Designing for Trust & Calibration

Playbook · Agent UX & Human Interaction

Designing for trust means engineering for the right amount of it, not the most.

A trustworthy agent is not one users trust the most — it is one whose trust tracks its actual reliability. The expensive failures in production are not under-trusted agents (users just stop using them); they are over-trusted ones that are confidently wrong and get believed. This essay treats trust as a calibration target you design toward, with confidence display, track records, and friction as the instruments.

STEP 1

The target is calibration, not maximization.

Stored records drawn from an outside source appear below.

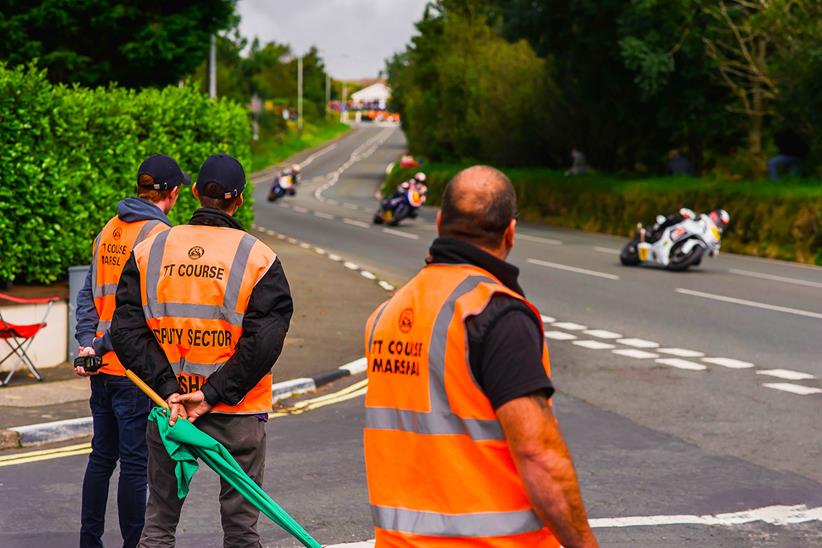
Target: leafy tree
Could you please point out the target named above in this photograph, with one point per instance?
(136, 43)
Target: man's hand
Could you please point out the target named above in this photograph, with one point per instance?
(177, 408)
(196, 405)
(82, 352)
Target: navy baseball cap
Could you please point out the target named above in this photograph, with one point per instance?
(224, 170)
(163, 171)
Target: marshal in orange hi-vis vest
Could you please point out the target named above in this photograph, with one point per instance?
(195, 284)
(111, 250)
(440, 472)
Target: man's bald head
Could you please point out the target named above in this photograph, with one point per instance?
(477, 206)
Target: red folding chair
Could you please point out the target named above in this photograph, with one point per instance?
(18, 337)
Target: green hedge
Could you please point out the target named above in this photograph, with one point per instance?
(70, 153)
(781, 220)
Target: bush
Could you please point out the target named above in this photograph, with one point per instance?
(781, 220)
(69, 154)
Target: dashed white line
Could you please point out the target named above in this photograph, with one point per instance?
(634, 353)
(603, 334)
(793, 388)
(354, 222)
(593, 345)
(528, 237)
(752, 304)
(771, 277)
(401, 234)
(573, 269)
(638, 343)
(681, 352)
(570, 326)
(786, 374)
(729, 363)
(559, 336)
(681, 364)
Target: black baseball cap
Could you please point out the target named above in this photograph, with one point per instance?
(224, 170)
(164, 172)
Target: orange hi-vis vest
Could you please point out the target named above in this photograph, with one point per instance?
(440, 471)
(111, 251)
(195, 283)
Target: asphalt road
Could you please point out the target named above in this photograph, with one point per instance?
(697, 436)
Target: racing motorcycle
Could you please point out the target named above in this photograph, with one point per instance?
(402, 205)
(677, 244)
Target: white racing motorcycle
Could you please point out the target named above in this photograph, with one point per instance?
(677, 243)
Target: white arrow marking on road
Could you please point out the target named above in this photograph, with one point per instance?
(786, 374)
(573, 269)
(729, 363)
(594, 345)
(753, 304)
(638, 343)
(793, 388)
(681, 364)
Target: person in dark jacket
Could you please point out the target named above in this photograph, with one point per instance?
(216, 312)
(119, 410)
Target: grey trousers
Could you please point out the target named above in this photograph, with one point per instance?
(244, 437)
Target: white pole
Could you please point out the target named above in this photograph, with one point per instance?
(300, 93)
(212, 68)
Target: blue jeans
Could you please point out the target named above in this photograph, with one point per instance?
(119, 412)
(782, 161)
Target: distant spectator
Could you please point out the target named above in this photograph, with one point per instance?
(792, 151)
(679, 165)
(579, 165)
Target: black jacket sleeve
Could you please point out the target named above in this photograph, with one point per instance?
(133, 341)
(265, 325)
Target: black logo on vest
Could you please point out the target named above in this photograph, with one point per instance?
(196, 252)
(406, 320)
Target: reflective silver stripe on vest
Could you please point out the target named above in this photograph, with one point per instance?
(440, 420)
(480, 524)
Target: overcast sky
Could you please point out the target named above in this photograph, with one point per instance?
(354, 36)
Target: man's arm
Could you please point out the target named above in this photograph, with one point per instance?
(133, 340)
(546, 468)
(265, 325)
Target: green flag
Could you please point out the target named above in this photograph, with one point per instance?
(185, 443)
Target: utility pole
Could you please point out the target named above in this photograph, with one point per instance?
(300, 93)
(212, 68)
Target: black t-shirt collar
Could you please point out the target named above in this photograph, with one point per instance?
(454, 251)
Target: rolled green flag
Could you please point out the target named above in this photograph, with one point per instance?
(185, 443)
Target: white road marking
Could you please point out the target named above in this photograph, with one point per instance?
(793, 388)
(549, 241)
(682, 364)
(574, 269)
(729, 363)
(681, 352)
(638, 343)
(753, 304)
(401, 234)
(594, 345)
(774, 278)
(354, 222)
(634, 353)
(559, 336)
(570, 326)
(786, 374)
(602, 334)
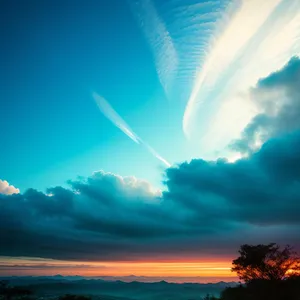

Two failure modes bracket every agent. Under-trust: the user re-checks everything, the agent's speed advantage evaporates, and the product is abandoned. Over-trust (sometimes called automation complacency): the user stops inspecting outputs, so the agent's errors pass straight through to consequences. The design goal — the term of art from the human-automation literature carried into agent UX — is trust calibration: user-perceived reliability should match measured reliability, per task type, because an agent that is excellent at summarizing and mediocre at arithmetic has two different true reliabilities and deserves two different levels of trust.

"Users love it" is not a success metric for an agent. An agent users love and never verify is a latent incident. Measure the gap between trust and reliability, not trust alone.

STEP 2

A confidently wrong agent is the most expensive output you can ship.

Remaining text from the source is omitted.